The band split up in 2007, after four great albums, but have since gravitated towards each other - Cohen joined Smith in the band Lee Memorial in 2011, and this year they reformed as Sodastream for some shows. That said, Karl Smith is releasing some material on his own in the form of the album Kites (out now through Fortuna Pop) - and man, the memories came flooding back. Smith's voice was the first hook - that elegant, fragile timbre.
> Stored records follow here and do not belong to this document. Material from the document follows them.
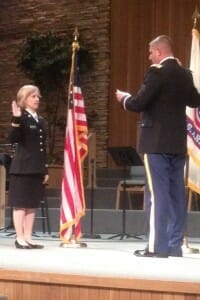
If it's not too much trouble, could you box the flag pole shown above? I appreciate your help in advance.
[182,6,200,254]
[192,6,200,28]
[60,27,87,248]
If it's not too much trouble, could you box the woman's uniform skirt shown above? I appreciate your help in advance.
[8,174,45,208]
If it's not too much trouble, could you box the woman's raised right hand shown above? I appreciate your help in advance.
[12,101,22,117]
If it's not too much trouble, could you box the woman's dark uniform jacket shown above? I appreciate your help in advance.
[122,58,200,154]
[9,111,48,175]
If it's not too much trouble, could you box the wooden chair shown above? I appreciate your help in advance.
[115,166,146,209]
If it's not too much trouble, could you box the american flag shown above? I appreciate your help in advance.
[60,50,88,243]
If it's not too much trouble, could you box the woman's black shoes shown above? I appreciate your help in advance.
[27,242,44,249]
[15,240,44,249]
[15,240,31,249]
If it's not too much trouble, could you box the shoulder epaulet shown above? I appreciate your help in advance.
[150,64,163,69]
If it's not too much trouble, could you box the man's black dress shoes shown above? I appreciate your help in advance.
[134,249,168,258]
[15,240,31,249]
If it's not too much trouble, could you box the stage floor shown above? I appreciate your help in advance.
[0,233,200,282]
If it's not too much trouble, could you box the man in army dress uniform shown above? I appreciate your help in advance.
[116,35,200,257]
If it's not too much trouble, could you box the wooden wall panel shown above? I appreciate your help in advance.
[108,0,200,166]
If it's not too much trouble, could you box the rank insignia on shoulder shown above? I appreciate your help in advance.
[150,64,163,69]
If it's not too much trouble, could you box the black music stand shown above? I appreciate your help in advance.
[0,144,15,236]
[108,146,143,240]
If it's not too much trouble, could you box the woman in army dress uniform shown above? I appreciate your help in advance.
[8,85,48,249]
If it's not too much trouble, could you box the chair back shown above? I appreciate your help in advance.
[129,166,146,179]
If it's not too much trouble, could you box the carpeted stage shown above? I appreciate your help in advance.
[0,233,200,300]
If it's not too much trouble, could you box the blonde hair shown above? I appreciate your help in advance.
[17,84,41,108]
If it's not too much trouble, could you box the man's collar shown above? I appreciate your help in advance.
[159,56,175,64]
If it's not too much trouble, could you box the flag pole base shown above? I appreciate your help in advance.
[60,240,87,248]
[182,245,200,254]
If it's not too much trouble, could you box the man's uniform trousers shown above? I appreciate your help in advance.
[144,154,187,255]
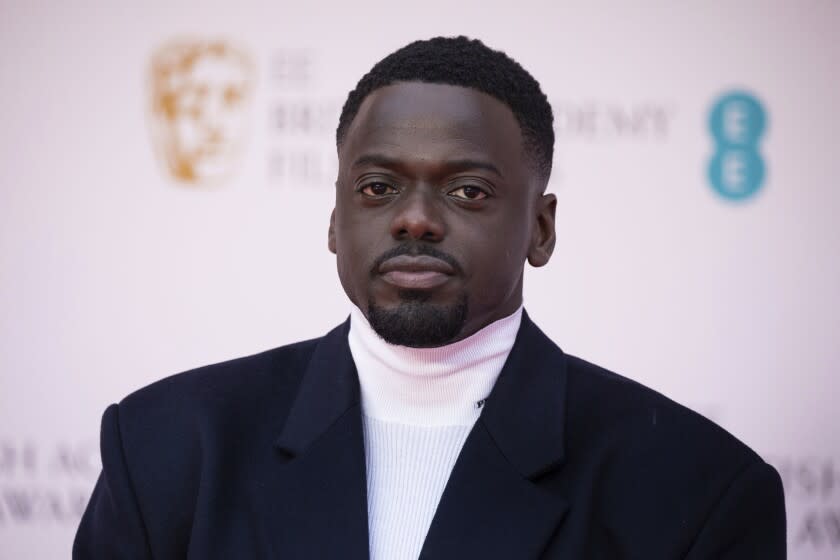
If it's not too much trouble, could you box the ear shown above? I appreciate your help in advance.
[327,208,335,254]
[528,194,557,266]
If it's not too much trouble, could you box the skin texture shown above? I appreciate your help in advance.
[328,82,556,346]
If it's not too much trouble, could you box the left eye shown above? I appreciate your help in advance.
[448,185,487,200]
[359,183,397,198]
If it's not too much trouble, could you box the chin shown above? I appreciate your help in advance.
[367,290,469,348]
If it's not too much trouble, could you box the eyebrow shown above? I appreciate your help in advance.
[351,154,503,177]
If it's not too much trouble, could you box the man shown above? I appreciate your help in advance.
[74,37,785,560]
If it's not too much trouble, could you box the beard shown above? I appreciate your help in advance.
[367,290,468,348]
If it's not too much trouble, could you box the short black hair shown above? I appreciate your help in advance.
[335,36,554,180]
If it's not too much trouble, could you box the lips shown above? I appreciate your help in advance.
[379,255,455,290]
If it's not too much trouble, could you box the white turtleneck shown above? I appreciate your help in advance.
[348,307,522,560]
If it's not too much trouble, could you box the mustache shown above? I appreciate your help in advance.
[370,243,463,276]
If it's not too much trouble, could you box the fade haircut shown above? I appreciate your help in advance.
[335,36,554,181]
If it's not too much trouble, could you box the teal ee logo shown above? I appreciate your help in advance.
[708,91,767,201]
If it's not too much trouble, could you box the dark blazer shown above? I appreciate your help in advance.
[73,315,785,560]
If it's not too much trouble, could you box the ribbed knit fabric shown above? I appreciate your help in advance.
[348,307,522,560]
Then there are the songs themselves - the gentle, undulating plucking of acoustic strings, the fragile delicate nature of their construction... The songs reverberate with the conflicting emotions Smith was feeling as he prepared for the imminent state of fatherhood, a daunting yet exhilarating process, and songs like the excellent 'Little Lucy' and opener 'After Mr Morrison' perfectly capture such swirling emotions.
For a man who was born in New Zealand, raised in Bangladesh, schooled in India and kickstarted his musical career in earnest in Perth, Smith is not only worldly, but steeped in the intimate knowledge of isolation in its many forms. This echoes through his acute observations, always a pleasure to behold. Welcome back into my life, Mr Smith.